Maybe it was fortuity, maybe it was Fate, but not knowing what they were about, I started reading Haruki Murakami’s first works “Hear the wind sing” and “Pinball” this past week. Accompanying them is an introduction from the author, the first time I read anything of his that isn’t fictional. And it’s everything, everything I needed to hear.

Give up trying to write something sophisticated. Forget all those prescriptive ideas about “the novel” or “literature” and set down your feelings and thoughts as they come to you, freely, in a way that you like. 

I am no Haruki Murakami, but perhaps that’s the point. Haruki Murakami did not know he was going to be Haruki Murakami. He just learned, in writing, to be himself. And everything else arranged itself around that, good or bad. I think I need to learn something similar to that. Something that applies to me.

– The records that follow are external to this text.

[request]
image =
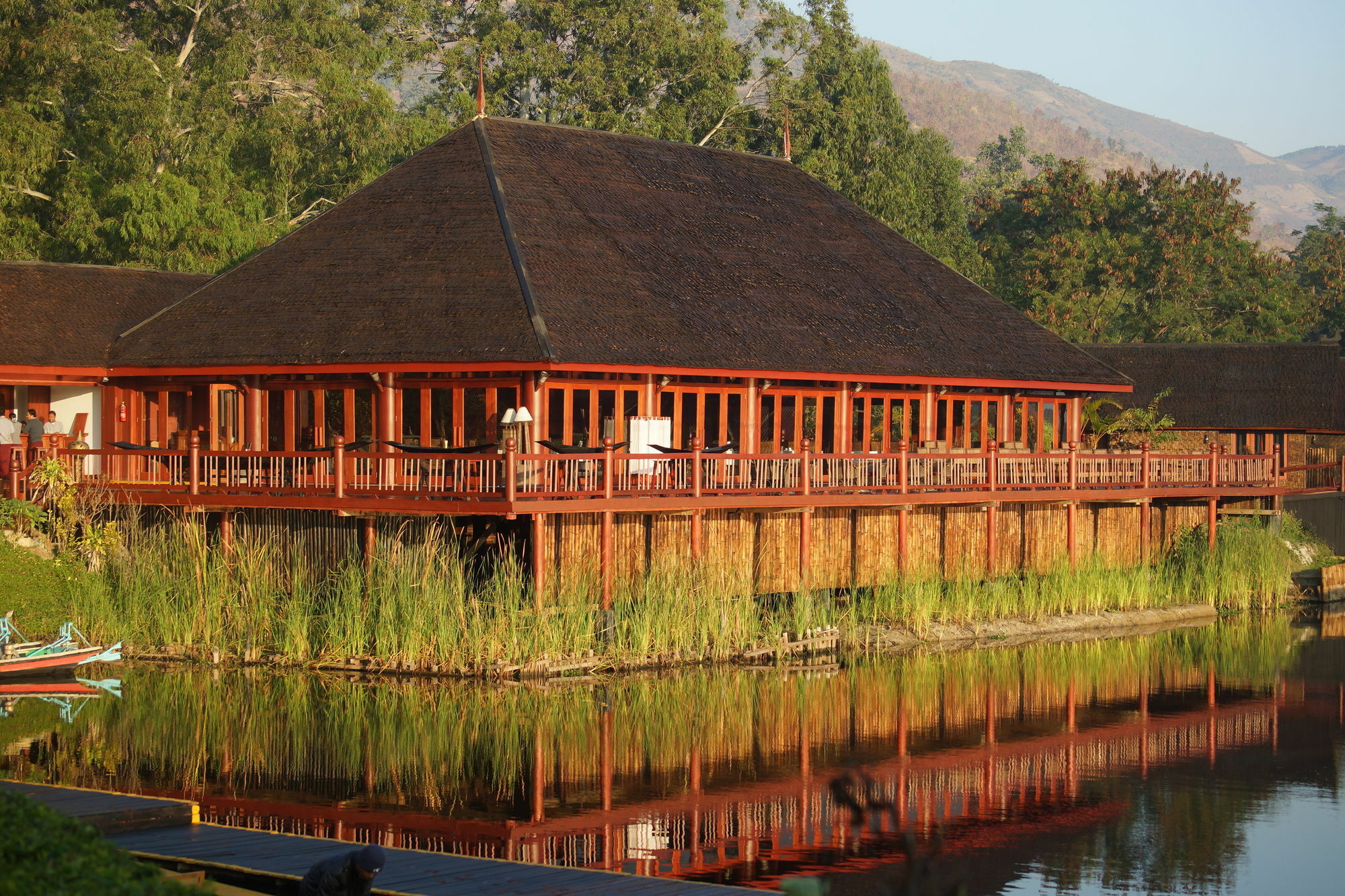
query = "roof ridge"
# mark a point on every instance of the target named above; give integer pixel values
(736, 154)
(38, 263)
(516, 252)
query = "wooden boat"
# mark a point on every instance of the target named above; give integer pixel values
(68, 651)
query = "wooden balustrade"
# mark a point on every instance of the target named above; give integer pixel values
(514, 477)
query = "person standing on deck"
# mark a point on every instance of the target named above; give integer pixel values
(9, 440)
(346, 874)
(33, 428)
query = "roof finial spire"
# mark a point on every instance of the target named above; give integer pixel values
(481, 85)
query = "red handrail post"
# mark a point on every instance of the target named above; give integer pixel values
(512, 470)
(340, 466)
(903, 470)
(194, 462)
(806, 464)
(696, 467)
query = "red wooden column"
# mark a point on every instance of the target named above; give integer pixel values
(929, 416)
(227, 530)
(992, 509)
(1073, 507)
(697, 516)
(650, 396)
(845, 415)
(387, 397)
(1077, 427)
(750, 435)
(1213, 521)
(606, 560)
(539, 561)
(806, 517)
(255, 419)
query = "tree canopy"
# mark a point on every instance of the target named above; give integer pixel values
(1141, 256)
(184, 135)
(1320, 267)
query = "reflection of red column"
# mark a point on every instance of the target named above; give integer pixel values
(991, 716)
(1144, 727)
(605, 732)
(539, 778)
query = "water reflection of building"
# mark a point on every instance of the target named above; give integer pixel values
(991, 779)
(997, 758)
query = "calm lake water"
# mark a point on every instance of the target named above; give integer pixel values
(1203, 760)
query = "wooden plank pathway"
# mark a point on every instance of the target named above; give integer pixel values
(110, 813)
(408, 870)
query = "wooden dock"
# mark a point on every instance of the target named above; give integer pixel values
(167, 830)
(110, 813)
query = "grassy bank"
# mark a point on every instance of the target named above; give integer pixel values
(42, 594)
(44, 852)
(428, 606)
(450, 741)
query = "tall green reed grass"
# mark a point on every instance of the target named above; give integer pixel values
(427, 603)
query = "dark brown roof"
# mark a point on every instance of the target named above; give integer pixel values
(1237, 386)
(623, 251)
(57, 315)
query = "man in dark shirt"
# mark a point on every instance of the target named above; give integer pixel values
(346, 874)
(33, 428)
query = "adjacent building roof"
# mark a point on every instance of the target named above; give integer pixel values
(523, 241)
(1237, 386)
(57, 315)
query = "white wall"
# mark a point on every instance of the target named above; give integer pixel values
(72, 401)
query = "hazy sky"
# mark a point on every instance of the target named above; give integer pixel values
(1269, 75)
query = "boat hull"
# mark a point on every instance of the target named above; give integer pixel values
(48, 663)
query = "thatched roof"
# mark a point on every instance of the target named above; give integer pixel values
(59, 315)
(521, 241)
(1239, 385)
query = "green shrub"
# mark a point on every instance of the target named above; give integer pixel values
(41, 592)
(44, 852)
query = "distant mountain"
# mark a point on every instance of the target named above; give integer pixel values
(1325, 165)
(1284, 189)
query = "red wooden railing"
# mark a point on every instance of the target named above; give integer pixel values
(513, 477)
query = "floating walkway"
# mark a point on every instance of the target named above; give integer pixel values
(167, 830)
(110, 813)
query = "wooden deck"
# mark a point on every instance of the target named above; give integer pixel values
(408, 870)
(167, 830)
(110, 813)
(513, 483)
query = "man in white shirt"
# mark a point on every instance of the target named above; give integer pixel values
(9, 436)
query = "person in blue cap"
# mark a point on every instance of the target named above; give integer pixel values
(346, 874)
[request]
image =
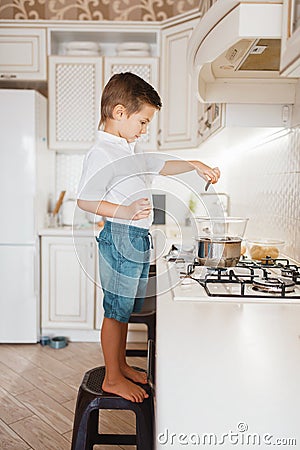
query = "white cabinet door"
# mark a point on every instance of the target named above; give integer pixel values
(19, 300)
(146, 68)
(179, 115)
(74, 101)
(290, 42)
(23, 54)
(68, 290)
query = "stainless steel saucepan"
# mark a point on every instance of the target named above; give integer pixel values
(218, 251)
(218, 242)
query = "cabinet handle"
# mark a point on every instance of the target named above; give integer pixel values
(8, 76)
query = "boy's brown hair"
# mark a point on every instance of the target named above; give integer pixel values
(129, 90)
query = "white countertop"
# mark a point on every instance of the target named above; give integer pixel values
(221, 364)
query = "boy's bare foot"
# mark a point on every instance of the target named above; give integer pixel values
(125, 389)
(135, 375)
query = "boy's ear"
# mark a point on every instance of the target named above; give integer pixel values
(118, 112)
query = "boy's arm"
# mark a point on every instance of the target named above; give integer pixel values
(174, 167)
(139, 209)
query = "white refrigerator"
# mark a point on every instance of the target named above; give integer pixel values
(26, 177)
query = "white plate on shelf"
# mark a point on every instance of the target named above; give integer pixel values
(133, 53)
(82, 45)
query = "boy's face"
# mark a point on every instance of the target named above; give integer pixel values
(132, 127)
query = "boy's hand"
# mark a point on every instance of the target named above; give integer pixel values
(139, 209)
(208, 173)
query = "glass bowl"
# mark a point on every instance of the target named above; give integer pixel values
(260, 249)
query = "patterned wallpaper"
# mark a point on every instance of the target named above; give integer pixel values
(147, 10)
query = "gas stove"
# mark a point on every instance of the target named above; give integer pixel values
(269, 280)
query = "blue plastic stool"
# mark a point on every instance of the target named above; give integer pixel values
(91, 398)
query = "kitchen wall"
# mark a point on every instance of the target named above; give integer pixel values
(155, 10)
(262, 181)
(264, 185)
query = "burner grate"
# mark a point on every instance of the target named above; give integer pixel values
(254, 275)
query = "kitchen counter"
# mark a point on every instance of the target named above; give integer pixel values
(225, 368)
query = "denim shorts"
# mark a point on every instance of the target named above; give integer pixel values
(124, 260)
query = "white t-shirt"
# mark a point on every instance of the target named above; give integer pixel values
(112, 171)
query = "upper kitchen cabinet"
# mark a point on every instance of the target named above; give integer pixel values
(290, 45)
(234, 54)
(23, 54)
(74, 97)
(179, 115)
(81, 61)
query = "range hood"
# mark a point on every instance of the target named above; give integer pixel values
(234, 54)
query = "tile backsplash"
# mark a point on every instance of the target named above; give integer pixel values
(264, 185)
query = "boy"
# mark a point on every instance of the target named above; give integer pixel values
(114, 185)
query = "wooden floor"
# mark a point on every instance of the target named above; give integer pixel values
(38, 390)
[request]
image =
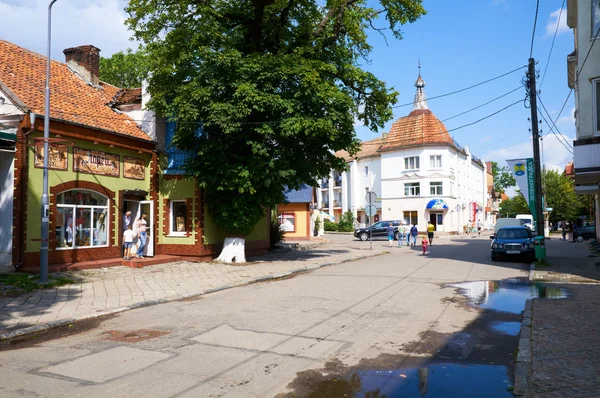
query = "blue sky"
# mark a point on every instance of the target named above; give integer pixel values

I have so many ideas though, so many things I want to write about. NaNoWriMo’s even coming up and there’s so much I want to do. I keep jotting things down, from keywords to sentences and summaries ( “observatory”, “A cat’s life”). I still need to overcome my overthinking, still need to work on so many things.

But maybe I just needed to say it, because thinking it wasn’t enough.

Anyway, if I have to choose between being authentic and being interesting, I would rather be authentic first. I can learn to be relevant and impactful later.

Meanwhile, I’m still going to try for the writing contest, because it would feel like giving up at this point. It ends November 1st, the day NaNoWriMo starts. Ends are beginnings, always, so I’m going to count on that.